BLOCK: When you thought about how to show the traumatic truth of what happened on 9/11, what was the discussion about how gruesome and horrific the images that you include in the museum should be?

GREENWALD: Well, there was a lot of discussion about it. I mean, quite frankly, every choice that we made in the museum went through a series of questions about, you know, is this appropriate, is this appropriate from the point of view of the visitors who will be coming in? You know, we're not here to traumatize the public. So, you know, what can we show that is documentary but is not in some way crossing a line. What is appropriate in terms of the standards of commemoration? You know, what can we show that still honors the victims and not exploits the experience that they went through? Those were the questions we asked over and over and over again in the creation of the museum.

BLOCK: I know you worked before this at the U.S. Holocaust Memorial Museum in Washington. And I wonder what the lessons were that you took from that experience as you thought about how to present what happened in 9/11?

GREENWALD: Well, I would have to say that the questions that we asked in creating the permanent exhibition of the Holocaust museum were very much the same kinds of questions that had to be asked here at Ground Zero and at the World Trade Center in New York. The circumstances are different. The history is different. This is not about comparative atrocities in any sense. But the questions were identical and that was a tremendous asset for me in leading this project and leading the design team in their work so that we could actually craft an exhibition that could tell the story but tell it in such a way that invited the visitors in, that was sensitive to the needs of the visitor but also sensitive to the attitudes of family members coming in and also to the memory of those who were here to commemorate.

BLOCK: I wonder with as much time as you've now spent working on this museum, looking at these artifacts, if you've gotten used to them in any way or if they still shock and horrify you in the same way that they did when you first saw them?

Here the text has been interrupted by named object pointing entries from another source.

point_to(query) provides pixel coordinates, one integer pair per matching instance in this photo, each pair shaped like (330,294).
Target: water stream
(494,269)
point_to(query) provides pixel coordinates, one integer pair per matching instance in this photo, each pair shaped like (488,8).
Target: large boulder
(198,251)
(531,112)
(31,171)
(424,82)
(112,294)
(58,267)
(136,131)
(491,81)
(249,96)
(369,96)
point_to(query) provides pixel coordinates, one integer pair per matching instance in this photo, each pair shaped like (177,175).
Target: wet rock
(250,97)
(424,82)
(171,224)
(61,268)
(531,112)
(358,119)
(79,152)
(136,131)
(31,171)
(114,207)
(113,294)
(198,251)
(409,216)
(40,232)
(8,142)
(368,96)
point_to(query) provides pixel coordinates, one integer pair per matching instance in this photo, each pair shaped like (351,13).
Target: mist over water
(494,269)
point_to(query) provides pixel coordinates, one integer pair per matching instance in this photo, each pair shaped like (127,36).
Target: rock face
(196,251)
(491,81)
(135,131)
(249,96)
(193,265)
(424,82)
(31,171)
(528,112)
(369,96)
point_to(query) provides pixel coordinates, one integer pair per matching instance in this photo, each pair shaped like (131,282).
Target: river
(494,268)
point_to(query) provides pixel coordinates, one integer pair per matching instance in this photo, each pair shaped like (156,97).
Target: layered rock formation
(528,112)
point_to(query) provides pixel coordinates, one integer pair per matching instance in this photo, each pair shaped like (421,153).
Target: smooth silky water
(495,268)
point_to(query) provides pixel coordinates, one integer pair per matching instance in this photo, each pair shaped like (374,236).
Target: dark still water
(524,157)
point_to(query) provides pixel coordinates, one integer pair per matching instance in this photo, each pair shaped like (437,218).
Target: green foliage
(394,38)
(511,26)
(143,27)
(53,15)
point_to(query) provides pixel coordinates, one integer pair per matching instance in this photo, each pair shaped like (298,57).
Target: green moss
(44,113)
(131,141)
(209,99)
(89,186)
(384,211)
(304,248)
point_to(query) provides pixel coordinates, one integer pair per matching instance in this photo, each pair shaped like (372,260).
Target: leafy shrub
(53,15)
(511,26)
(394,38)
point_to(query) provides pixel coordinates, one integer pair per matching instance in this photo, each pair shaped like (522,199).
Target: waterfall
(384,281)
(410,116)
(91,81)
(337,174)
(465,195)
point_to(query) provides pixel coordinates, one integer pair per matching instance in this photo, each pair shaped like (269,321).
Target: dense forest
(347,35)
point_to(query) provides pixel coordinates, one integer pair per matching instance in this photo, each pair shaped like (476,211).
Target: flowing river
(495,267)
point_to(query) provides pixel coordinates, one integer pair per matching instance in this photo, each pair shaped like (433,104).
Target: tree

GREENWALD: You know, you never get used to the images of planes crashing into buildings. That never becomes easy. But what moves me and what catches me as I move through the museum periodically, you know, are the stories. It's the stories of people just like me. And you are stunned time and again at the capacity of human nature to rise above the basest part of our nature and to demonstrate what we are really truly capable of in terms of empathy and compassion and service. And this is what this museum is truly about.

BLOCK: That's Alice Greenwald. She's director of the 9/11 Memorial Museum on the site of the Twin Towers. It was dedicated today and opens to the public next Wednesday. Miss Greenwald, thanks very much.